Witnesses come in two varieties: Lay witnesses and expert witnesses. Lay witnesses testify only when they have personal knowledge about the matter about which they have been offered as a witness. And, generally, they testify about facts, i.e., what they have seen, heard, or read. Lay witnesses can only offer opinions only when they are “rationally based on their perceptions” or “helpful to clearly understand the witness’s testimony or determine a fact in issue.” Lay witness testimony cannot rely on scientific, technical, or other specialized knowledge.
Expert witnesses, on the other hand, rarely have first-hand knowledge about the facts associated with a case. Instead, they rely on what they are told, and on what they read. They use their “knowledge, skill, experience, training, or education” to offer opinions based on the facts as they have been shared with them.
Expert witnesses come in many varieties. There are people who look at the remains of an automobile collision and testify about how fast people were driving. Medical professionals talk about whether a doctor or nurse met the standard of care in providing care, and can also provide information about whether what the doctor or nurse did affected the outcome. Many years ago I represented a man with a marketing/economics background who provided expert testimony for auto dealers in franchise disputes with manufacturers.
From time to time I provide expert testimony on legal matters. My testimony usually involves the reasonableness of fees charged by attorneys, or whether an attorney has met the standard of care when he or she provided legal services. I testify for one side or the other in any given case, but I have testified for both attorneys and clients. Keeping some balance between providing testimony for attorneys or clients helps with credibility issues, as the expert who only testifies for one side, after a while, becomes less believable, even if he or she may be right.
One big difference between lay and expert witnesses relates to payments. Lay witnesses receive a nominal fee for their time, while expert witnesses get paid at professional hourly rates. (Those fees can be very high.) Professionals, providing fact testimony, only get the statutory witness fee, as one attorney I knew learned many years ago. The attorney had worked for my client, and was let go. He had to provide testimony about a case he had worked on, and wanted to be paid at his hourly rate. “No dice,” said the judge, as he was providing facts and nothing more.

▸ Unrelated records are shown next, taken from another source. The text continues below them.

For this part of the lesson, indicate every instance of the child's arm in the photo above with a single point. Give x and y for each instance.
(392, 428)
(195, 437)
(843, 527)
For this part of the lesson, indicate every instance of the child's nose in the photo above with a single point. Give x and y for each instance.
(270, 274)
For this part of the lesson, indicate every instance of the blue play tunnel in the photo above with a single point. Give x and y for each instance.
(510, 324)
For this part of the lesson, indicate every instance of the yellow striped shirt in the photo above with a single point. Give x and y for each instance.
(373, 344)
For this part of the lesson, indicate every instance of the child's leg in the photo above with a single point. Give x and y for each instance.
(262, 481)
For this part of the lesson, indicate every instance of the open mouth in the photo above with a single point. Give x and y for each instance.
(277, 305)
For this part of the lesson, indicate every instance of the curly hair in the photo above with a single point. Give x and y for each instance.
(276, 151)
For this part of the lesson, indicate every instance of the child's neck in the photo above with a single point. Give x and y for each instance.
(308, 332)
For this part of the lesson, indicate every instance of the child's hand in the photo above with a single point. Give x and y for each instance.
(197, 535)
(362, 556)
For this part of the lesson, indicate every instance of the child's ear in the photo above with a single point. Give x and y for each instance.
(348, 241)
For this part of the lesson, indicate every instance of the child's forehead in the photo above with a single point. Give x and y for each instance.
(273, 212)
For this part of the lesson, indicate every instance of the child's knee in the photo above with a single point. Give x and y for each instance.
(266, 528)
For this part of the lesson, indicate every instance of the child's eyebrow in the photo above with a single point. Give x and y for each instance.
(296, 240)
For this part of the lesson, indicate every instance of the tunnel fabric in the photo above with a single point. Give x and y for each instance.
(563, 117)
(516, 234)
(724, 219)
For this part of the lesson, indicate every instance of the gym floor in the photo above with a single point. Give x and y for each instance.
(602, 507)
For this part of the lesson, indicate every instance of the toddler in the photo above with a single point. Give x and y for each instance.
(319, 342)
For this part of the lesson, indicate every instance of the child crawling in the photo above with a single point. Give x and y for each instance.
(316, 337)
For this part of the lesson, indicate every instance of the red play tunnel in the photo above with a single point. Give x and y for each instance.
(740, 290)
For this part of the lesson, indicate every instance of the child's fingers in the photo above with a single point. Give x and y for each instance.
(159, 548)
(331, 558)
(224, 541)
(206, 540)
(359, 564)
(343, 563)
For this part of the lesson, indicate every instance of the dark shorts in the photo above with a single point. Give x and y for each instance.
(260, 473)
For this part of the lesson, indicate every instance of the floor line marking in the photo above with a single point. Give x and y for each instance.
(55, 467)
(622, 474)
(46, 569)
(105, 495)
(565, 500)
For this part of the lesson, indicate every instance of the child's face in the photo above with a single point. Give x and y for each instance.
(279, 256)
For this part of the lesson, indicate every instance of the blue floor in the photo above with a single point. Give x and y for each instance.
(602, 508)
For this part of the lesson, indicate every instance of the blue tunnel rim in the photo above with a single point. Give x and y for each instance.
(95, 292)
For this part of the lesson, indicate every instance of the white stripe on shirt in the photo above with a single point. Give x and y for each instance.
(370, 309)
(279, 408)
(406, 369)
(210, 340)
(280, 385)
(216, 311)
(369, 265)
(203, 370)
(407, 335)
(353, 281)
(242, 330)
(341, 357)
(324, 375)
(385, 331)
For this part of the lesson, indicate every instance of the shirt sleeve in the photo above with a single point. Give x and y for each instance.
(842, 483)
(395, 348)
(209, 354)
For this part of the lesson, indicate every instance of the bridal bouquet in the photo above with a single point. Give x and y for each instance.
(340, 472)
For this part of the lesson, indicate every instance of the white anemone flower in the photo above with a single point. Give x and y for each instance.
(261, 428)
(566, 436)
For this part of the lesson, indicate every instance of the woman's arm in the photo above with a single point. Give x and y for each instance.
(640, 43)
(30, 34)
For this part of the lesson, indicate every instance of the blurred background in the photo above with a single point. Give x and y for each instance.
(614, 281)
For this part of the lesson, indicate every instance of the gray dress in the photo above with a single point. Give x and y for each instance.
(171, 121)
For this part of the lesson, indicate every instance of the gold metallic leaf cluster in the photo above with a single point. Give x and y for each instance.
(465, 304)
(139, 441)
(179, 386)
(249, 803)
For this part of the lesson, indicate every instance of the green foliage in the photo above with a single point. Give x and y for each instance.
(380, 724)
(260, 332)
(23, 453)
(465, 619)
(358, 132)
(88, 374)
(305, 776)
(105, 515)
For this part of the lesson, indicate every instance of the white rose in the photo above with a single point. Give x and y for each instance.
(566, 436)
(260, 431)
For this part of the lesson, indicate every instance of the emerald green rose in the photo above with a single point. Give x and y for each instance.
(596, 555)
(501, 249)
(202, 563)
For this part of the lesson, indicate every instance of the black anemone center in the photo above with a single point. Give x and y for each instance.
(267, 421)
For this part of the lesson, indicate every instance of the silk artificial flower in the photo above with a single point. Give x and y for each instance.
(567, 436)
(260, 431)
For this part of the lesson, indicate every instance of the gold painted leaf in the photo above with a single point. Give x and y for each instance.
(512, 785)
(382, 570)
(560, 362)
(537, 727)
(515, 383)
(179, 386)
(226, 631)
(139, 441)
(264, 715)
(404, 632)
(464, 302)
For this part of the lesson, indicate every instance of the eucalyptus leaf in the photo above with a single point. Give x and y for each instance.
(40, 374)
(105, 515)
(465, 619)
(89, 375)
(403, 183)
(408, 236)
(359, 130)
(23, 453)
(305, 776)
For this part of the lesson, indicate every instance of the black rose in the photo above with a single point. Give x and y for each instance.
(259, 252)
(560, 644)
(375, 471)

Expert testimony is controversial. Many—in particular, corporate defendants—believe courts allow expert witnesses to offer opinions based on “junk science” in support of personal injury claims. (Many attorneys believe junk science is whatever the other side’s expert offers as a theory.) In Daubert v. Merrell Dow Pharmaceuticals, Inc., No. 92-102, the U.S. Supreme Court established standards to guide trial judges in determining whether a jury hears expert testimony. Subsequent cases have refined and clarified the rules for trial judges, but in any given case disputes still arise about whether and to what extent and expert witness can offer opinions.
Cases depend on facts, and we get facts from documents and people, generally. Expert testimony is part of the process because, despite the flaws, the system knows jurors do not always have an adequate knowledge base to process facts. The system assumes, and it’s generally a valid assumption, that jurors will hear from competing experts and use what they hear to give the facts appropriate context.